Troy Aikman Speaks Out: Why Brian Schottenheimer’s Controversial Hire Might Be Exactly What the Cowboys Need
When Brian Schottenheimer was named head coach of the Dallas Cowboys in January, it sent a jolt through the NFL world — and not the good kind. His appointment was met with widespread skepticism, even confusion. After all, Schottenheimer wasn’t being considered for the top job anywhere else in the league. He wasn’t even widely seen as a rising star. And the Cowboys? They had interviewed just three other candidates before pulling the trigger.
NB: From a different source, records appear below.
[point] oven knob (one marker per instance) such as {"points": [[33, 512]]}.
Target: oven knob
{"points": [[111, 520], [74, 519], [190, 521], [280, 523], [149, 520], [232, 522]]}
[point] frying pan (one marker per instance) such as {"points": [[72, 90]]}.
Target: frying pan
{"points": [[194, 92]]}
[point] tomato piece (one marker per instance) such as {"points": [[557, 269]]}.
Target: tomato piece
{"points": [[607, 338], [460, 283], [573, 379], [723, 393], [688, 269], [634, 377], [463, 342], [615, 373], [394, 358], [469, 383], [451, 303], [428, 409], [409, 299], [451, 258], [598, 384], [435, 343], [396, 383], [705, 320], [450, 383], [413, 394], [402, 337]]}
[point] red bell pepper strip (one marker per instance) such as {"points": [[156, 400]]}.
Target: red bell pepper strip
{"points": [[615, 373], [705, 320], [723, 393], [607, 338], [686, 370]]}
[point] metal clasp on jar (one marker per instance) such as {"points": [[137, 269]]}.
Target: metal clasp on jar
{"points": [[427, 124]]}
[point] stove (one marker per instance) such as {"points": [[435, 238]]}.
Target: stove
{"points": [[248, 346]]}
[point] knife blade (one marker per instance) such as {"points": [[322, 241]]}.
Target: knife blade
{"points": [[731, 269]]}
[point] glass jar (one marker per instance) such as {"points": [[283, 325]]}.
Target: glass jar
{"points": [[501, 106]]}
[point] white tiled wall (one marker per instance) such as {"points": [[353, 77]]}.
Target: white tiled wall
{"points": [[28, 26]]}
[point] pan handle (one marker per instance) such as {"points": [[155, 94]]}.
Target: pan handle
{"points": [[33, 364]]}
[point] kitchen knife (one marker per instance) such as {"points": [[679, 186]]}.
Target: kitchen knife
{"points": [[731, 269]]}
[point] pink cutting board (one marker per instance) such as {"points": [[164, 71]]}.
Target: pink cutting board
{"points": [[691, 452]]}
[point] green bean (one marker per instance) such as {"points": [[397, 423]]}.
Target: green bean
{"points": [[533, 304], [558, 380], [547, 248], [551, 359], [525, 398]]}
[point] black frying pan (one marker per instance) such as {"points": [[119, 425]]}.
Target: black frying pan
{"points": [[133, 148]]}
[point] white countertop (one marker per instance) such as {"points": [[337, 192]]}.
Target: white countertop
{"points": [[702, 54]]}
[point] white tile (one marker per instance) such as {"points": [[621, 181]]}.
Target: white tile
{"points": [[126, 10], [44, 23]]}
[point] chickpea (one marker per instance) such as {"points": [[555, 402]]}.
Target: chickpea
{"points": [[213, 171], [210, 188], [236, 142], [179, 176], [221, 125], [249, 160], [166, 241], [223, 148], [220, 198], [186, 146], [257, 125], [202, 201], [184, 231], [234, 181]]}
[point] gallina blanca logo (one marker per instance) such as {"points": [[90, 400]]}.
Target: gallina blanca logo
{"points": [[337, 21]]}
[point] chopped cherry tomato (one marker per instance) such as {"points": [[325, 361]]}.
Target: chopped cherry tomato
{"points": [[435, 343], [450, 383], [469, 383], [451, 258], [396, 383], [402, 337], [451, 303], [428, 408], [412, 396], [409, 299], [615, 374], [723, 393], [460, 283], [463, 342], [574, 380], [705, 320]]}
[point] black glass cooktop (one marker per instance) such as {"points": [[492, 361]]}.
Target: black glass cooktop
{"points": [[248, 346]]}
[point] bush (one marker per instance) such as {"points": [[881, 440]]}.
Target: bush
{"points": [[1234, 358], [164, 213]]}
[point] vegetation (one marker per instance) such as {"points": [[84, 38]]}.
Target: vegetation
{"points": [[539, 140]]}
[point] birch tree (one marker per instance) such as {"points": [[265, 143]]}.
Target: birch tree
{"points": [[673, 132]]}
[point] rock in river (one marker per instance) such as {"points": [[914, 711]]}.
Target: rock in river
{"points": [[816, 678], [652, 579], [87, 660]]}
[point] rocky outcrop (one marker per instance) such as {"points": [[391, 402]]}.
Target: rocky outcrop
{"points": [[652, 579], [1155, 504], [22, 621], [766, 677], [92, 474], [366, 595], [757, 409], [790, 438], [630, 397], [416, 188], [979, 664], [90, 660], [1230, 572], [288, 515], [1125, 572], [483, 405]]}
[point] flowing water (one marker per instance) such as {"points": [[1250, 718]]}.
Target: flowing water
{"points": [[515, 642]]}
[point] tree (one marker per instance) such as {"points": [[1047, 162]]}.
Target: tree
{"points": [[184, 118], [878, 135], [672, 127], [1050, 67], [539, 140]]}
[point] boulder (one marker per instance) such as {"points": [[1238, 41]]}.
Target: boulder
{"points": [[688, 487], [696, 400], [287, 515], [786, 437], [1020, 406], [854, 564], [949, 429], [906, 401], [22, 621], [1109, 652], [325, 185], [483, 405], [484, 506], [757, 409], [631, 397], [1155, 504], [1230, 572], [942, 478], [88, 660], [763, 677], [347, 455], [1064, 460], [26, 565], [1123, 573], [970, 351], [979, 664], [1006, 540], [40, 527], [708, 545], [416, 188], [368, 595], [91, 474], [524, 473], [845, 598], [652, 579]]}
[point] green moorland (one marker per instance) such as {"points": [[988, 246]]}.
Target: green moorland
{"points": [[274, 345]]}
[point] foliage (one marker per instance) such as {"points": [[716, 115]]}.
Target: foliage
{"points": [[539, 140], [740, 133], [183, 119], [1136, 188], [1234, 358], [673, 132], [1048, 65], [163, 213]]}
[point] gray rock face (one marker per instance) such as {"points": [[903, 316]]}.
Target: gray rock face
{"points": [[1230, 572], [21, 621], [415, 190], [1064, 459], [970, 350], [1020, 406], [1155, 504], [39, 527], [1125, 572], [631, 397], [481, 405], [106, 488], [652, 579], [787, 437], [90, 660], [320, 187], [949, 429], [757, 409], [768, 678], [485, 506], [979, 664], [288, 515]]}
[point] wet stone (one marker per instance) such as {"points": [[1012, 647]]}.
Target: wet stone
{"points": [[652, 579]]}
It didn’t look like a bold move — it looked like a desperate one. Fans and analysts alike questioned the decision, wondering if owner Jerry Jones and the Cowboys front office were settling for familiarity over innovation. For weeks, the hire hovered like a cloud over the franchise’s offseason plans.
But Cowboys legend Troy Aikman recently stepped in to offer a perspective that might change the narrative — or at least complicate it.
“I’m pulling for him. I think he’s obviously high energy, very positive,” Aikman told reporters. “Sounds like everyone in the building really was hoping that he would be named the head coach.”
Aikman’s comments weren’t just a vote of confidence — they were a window into what’s happening behind the scenes in Dallas. It’s one thing to impress the media during a press conference. It’s something else entirely to earn the trust and support of an entire organization from the inside.
Schottenheimer, it seems, did exactly that.
The former quarterback-turned-broadcaster knows Schottenheimer well, dating back to his days with the San Diego Chargers. “Hudson Houck, the offensive line coach there at the time, had been with the Cowboys for a number of years,” Aikman recalled. “And Brian was reaching out about some things that we did back when I played. He was genuinely interested in learning the deeper coaching points.”
That kind of curiosity, humility, and willingness to learn often flies under the radar — but not to someone like Aikman.
Still, as Aikman pointed out, culture and energy only go so far. Schottenheimer, like every other head coach in the league, will be judged by a far more brutal standard: wins and losses.
“Can he win ballgames?” Aikman asked — rhetorically, but pointedly. That’s the question hovering over Schottenheimer’s tenure before it even truly begins.
And yet, there’s something to be said for an organization rallying behind its new leader. For a franchise that’s been desperate to recapture its former glory, internal alignment might be the first real victory in years.
The games haven’t started yet. The jury’s still out. But if culture matters — and in today’s NFL, it absolutely does — then maybe, just maybe, the Cowboys knew exactly what they were doing.